Document RAG & chat agent: Google Drive to Qdrant with Mistral OCR

1409 views

2/3/2026

Analytics Google Lighthouse Slack Performance Monitoring Web Performance

Knowledge RAG & AI Chat Agent: Google Drive to Qdrant

Description

This workflow transforms a Google Drive folder into an intelligent, searchable knowledge base and provides a chat agent to query it.
It’s composed of two distinct flows:

An ingestion pipeline to process documents.
A live chat agent that uses RAG (Retrieval-Augmented Generation) and optional web search to answer user questions.

This system fully automates the creation of a “Chat with your docs” solution and enhances it with external web-searching capabilities.

Quick Implementation Steps

Import the workflow JSON into your n8n instance.
Set up credentials for Google Drive, Mistral AI, OpenAI, and Qdrant.
Open the Web Search node and add your Tavily AI API key to the Authorization header.
In the Google Drive (List Files) node, set the Folder ID you want to ingest.
Run the workflow manually once to populate your Qdrant database (Flow 1).
Activate the workflow to enable the chat trigger (Flow 2).
Copy the public webhook URL from the When chat message received node and open it in a new tab to start chatting.

What It Does

The workflow is divided into two primary functions:

1. Knowledge Base Ingestion (Manual Trigger)

This flow populates your vector database.

Scans Google Drive: Lists all files from a specified folder.
Processes Files Individually: Downloads each file.
Extracts Text via OCR: Uses Mistral AI OCR API for text extraction from PDFs, images, etc.
Generates Smart Metadata: A Mistral LLM assigns metadata like document_type, project, and assigned_to.
Chunks & Embeds: Text is cleaned, chunked, and embedded via OpenAI’s text-embedding-3-small model.
Stores in Qdrant: Text chunks, embeddings, and metadata are stored in a Qdrant collection (docaiauto).

2. AI Chat Agent (Chat Trigger)

This flow powers the conversational interface.

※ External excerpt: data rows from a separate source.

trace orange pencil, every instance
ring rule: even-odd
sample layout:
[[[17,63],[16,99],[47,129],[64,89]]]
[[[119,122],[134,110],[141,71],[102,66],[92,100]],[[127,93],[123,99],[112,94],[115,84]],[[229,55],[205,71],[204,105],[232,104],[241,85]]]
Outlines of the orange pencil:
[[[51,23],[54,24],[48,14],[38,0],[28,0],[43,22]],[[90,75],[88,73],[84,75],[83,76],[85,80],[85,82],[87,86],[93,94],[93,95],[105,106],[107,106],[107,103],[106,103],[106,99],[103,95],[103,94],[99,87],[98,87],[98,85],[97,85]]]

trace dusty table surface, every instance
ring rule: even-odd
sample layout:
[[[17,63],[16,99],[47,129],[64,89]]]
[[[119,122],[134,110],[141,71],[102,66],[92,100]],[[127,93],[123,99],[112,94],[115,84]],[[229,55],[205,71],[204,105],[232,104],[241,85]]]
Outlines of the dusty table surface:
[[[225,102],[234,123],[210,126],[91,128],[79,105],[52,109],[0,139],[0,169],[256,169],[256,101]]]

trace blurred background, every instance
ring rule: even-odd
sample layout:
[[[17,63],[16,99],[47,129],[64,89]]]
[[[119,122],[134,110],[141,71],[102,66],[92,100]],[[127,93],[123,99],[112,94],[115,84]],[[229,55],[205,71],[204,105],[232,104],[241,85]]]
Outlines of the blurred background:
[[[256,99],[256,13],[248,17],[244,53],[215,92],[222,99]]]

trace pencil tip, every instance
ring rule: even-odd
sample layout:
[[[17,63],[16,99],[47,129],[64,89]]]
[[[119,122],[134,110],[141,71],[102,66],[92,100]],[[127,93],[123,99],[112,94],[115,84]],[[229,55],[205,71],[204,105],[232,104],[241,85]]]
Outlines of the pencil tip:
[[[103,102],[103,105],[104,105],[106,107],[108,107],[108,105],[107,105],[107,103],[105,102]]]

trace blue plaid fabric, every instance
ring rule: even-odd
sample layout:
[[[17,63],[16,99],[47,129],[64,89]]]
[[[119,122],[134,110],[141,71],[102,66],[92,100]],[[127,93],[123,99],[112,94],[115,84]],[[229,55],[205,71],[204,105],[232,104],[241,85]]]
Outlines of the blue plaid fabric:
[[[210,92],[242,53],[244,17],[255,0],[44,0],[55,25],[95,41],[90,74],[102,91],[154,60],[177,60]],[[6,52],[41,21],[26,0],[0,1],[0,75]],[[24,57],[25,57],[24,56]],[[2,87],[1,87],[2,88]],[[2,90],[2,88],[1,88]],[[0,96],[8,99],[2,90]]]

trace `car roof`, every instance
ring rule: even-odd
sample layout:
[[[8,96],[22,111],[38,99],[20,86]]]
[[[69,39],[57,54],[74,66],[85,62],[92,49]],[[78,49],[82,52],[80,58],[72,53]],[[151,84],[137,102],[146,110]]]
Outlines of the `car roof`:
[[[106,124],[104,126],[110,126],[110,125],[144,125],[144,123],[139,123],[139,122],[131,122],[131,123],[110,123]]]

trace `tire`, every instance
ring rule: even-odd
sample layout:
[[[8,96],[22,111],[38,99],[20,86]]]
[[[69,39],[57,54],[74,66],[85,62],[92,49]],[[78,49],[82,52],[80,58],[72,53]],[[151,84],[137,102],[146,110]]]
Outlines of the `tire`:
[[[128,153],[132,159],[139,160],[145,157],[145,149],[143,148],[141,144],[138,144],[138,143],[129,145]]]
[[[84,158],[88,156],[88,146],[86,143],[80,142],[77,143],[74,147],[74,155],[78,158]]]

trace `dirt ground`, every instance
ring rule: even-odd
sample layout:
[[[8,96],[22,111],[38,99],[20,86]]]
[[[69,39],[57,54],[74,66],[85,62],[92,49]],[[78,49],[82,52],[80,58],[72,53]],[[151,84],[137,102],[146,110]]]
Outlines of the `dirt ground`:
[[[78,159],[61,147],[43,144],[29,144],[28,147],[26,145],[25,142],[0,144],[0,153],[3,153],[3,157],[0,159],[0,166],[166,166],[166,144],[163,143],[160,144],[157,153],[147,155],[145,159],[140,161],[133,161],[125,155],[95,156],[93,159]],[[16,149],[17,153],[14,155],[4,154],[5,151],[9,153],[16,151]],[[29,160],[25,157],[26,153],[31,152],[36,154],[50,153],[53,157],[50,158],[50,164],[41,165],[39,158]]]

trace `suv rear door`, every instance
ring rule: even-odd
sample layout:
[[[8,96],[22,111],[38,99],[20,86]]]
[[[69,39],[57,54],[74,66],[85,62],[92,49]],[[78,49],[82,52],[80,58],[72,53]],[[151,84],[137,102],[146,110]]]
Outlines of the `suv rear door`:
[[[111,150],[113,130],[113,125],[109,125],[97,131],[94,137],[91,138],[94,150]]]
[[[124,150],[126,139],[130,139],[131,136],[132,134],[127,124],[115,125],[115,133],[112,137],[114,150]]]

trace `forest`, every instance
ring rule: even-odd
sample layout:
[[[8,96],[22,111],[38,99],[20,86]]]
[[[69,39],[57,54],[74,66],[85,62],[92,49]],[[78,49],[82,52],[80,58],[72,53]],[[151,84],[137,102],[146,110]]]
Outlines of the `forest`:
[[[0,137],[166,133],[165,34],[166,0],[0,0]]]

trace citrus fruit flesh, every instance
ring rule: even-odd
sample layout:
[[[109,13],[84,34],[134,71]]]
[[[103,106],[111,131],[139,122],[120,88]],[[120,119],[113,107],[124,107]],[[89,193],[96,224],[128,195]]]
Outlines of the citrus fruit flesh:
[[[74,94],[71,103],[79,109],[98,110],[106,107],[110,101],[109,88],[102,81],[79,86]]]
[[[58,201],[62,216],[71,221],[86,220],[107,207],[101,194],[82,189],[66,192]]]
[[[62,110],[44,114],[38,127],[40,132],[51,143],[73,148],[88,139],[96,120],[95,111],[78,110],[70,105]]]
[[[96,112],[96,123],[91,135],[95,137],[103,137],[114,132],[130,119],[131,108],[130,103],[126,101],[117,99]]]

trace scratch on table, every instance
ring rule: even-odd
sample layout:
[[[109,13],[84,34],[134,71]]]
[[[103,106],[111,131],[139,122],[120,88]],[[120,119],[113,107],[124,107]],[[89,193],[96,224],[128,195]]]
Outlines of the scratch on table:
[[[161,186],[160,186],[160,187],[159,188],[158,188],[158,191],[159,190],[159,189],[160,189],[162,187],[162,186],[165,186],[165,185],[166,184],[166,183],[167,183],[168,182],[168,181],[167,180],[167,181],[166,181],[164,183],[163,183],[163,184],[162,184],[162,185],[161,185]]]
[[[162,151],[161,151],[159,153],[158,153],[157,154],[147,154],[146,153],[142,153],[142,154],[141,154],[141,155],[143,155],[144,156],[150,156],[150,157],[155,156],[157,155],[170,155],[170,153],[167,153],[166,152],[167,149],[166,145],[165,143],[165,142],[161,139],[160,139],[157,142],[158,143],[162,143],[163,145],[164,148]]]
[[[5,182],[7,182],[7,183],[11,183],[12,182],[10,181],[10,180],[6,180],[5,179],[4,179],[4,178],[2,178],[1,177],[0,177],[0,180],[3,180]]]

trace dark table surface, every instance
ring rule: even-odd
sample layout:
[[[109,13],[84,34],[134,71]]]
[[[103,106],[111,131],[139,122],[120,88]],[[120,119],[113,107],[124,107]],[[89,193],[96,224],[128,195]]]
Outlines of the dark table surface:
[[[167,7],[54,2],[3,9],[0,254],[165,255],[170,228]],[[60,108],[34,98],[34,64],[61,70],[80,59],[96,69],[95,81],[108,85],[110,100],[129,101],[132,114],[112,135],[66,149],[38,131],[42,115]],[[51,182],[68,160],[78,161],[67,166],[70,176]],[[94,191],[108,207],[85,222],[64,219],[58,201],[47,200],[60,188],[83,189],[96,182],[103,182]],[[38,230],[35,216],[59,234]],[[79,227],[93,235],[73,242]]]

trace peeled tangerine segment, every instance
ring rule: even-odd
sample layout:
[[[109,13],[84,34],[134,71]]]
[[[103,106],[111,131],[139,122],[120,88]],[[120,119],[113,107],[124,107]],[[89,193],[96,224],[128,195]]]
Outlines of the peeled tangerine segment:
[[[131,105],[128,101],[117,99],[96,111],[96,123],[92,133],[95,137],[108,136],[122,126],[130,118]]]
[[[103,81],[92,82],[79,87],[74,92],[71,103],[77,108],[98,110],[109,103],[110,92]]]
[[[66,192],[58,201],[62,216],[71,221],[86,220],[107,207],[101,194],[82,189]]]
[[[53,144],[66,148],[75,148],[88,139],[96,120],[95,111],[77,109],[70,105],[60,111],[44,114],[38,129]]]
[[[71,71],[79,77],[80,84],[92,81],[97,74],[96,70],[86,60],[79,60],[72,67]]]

Handles User Queries: Triggered when a user sends a chat message.
Internal RAG Retrieval: Searches Qdrant Vector Store first for answers.
Web Search Fallback: If unavailable internally, the agent offers to perform a Tavily AI web search.
Contextual Responses: Combines internal and external info for comprehensive answers.

Who's It For

Ideal for:

Teams building internal AI knowledge bases from Google Drive.
Developers creating AI-powered support, research, or onboarding bots.
Organizations implementing RAG pipelines.
Anyone making unstructured Google Drive documents searchable via chat.

Requirements

n8n instance (self-hosted or cloud).
Google Drive Credentials (to list and download files).
Mistral AI API Key (for OCR & metadata extraction).
OpenAI API Key (for embeddings and chat LLM).
Qdrant instance (cloud or self-hosted).
Tavily AI API Key (for web search).

How It Works

The workflow runs two independent flows in parallel:

Flow 1: Ingestion Pipeline (Manual Trigger)

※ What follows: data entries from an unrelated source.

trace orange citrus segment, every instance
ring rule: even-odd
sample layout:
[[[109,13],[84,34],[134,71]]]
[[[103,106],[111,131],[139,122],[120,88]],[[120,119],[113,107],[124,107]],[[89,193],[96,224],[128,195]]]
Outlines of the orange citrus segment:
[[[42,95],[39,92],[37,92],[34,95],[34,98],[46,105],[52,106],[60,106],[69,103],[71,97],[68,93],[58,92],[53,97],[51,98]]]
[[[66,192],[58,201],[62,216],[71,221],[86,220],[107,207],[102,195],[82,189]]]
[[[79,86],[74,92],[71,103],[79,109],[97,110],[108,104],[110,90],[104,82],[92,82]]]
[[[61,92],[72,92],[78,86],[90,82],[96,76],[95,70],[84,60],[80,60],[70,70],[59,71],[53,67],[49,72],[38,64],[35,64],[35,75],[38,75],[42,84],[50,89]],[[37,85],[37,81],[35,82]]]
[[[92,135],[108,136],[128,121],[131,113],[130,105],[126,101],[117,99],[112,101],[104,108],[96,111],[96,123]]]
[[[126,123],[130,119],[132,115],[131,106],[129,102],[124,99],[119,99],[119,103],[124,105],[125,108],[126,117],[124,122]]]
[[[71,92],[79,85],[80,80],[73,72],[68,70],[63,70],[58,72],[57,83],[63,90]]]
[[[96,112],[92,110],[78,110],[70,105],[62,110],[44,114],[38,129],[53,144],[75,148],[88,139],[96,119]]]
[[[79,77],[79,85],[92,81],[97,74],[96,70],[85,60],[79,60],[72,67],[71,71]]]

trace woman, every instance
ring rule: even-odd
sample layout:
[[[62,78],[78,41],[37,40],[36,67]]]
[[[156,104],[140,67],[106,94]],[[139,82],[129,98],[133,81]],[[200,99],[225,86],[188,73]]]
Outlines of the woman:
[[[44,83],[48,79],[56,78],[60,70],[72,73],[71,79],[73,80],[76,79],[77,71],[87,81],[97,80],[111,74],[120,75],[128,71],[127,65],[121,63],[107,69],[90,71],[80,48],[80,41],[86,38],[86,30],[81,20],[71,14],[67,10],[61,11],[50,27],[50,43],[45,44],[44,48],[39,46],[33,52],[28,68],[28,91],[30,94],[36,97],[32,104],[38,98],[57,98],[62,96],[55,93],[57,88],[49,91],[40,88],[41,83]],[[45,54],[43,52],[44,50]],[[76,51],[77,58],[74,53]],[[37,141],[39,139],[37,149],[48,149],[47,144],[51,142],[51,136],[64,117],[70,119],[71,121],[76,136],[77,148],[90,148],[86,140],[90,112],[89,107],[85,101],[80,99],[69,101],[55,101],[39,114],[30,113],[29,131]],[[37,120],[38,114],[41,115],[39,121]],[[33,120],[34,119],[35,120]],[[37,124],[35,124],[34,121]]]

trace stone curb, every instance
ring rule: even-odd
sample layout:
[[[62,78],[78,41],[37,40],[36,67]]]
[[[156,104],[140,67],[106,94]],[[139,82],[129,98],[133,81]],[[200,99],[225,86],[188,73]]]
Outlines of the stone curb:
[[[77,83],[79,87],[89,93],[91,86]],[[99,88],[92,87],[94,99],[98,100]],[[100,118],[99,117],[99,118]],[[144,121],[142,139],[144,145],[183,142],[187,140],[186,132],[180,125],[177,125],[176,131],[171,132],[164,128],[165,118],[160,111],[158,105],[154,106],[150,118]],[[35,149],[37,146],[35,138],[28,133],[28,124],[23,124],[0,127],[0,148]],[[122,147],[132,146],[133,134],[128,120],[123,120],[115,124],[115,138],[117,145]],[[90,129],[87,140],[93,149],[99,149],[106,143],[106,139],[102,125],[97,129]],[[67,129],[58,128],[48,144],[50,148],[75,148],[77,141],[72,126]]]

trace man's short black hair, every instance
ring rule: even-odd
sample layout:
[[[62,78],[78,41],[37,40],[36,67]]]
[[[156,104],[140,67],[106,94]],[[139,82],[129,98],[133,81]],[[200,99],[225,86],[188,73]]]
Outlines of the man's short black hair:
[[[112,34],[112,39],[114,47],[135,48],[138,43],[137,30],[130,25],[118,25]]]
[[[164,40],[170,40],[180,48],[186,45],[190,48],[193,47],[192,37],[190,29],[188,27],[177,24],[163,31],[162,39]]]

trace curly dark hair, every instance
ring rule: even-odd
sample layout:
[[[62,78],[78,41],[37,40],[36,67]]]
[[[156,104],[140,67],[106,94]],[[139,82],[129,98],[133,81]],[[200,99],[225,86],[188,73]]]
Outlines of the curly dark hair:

List Files: Fetch files from Google Drive using the Folder ID.
Loop & Download: Each file is processed one by one.
OCR Processing:
- Upload file to Mistral
- Retrieve signed URL
- Extract text using Mistral DOC OCR
Metadata Extraction: Analyze text using a Mistral LLM.
Text Cleaning & Chunking: Split into 1000-character chunks.
Embeddings Creation: Use OpenAI embeddings.
Vector Insertion: Push chunks + metadata into Qdrant.

Flow 2: AI Chat Agent (Chat Trigger)

Chat Trigger: Starts when a chat message is received.
AI Agent: Uses OpenAI + Simple Memory to process context.
RAG Retrieval: Queries Qdrant for related data.
Decision Logic:
- Found → Form answer.
- Not found → Ask if user wants web search.
Web Search: Performs Tavily web lookup.
Final Response: Synthesizes internal + external info.

How To Set Up

1. Import the Workflow

Upload the provided JSON into your n8n instance.

2. Configure Credentials

Create and assign:

Google Drive → Google Drive nodes
Mistral AI → Upload, Signed URL, DOC OCR, Cloud Chat Model
OpenAI → Embeddings + Chat Model nodes
Qdrant → Vector Store nodes

3. Add Tavily API Key

Open Web Search node → Parameters → Headers
Add your key under Authorization (e.g., tvly-xxxx).

4. Node Configuration

Google Drive (List Files): Set Folder ID.
Qdrant Nodes: Ensure same collection name (docaiauto).

5. Run Ingestion (Flow 1)

Click Test workflow to populate Qdrant with your Drive documents.

6. Activate Chat (Flow 2)

Toggle the workflow ON to enable real-time chat.

7. Test

Open the webhook URL and start chatting!

How To Customize

Change LLMs: Swap models in OpenAI or Mistral nodes (e.g., GPT-4o, Claude 3).
Modify Prompts: Edit the system message in ai chat agent to alter tone or logic.
Chunking Strategy: Adjust chunkSize and chunkOverlap in the Code node.
Different Sources: Replace Google Drive with AWS S3, Local Folder, etc.
Automate Updates: Add a Cron node for scheduled ingestion.
Validation: Add post-processing steps after metadata extraction.
Expand Tools: Add more functional nodes like Google Calendar or Calculator.

Use Case Examples

Internal HR Bot: Answer HR-related queries from stored policy docs.
Tech Support Assistant: Retrieve troubleshooting steps for products.
Research Assistant: Summarize and compare market reports.
Project Management Bot: Query document ownership or project status.

Troubleshooting Guide

| Issue | Possible Solution | |------------|------------------------| | Chat agent doesn’t respond | Check OpenAI API key and model availability (e.g., gpt-4.1-mini). | | Known documents not found | Ensure ingestion flow ran and both Qdrant nodes use same collection name. | | OCR node fails | Verify Mistral API key and input file integrity. | | Web search not triggered | Re-check Tavily API key in Web Search node headers. | | Incorrect metadata | Tune Information Extractor prompt or use a stronger Mistral model. |

Need Help or More Workflows?

Want to customize this workflow for your business or integrate it with your existing tools?
Our team at Digital Biz Tech can tailor it precisely to your use case from automation logic to AI-powered enhancements.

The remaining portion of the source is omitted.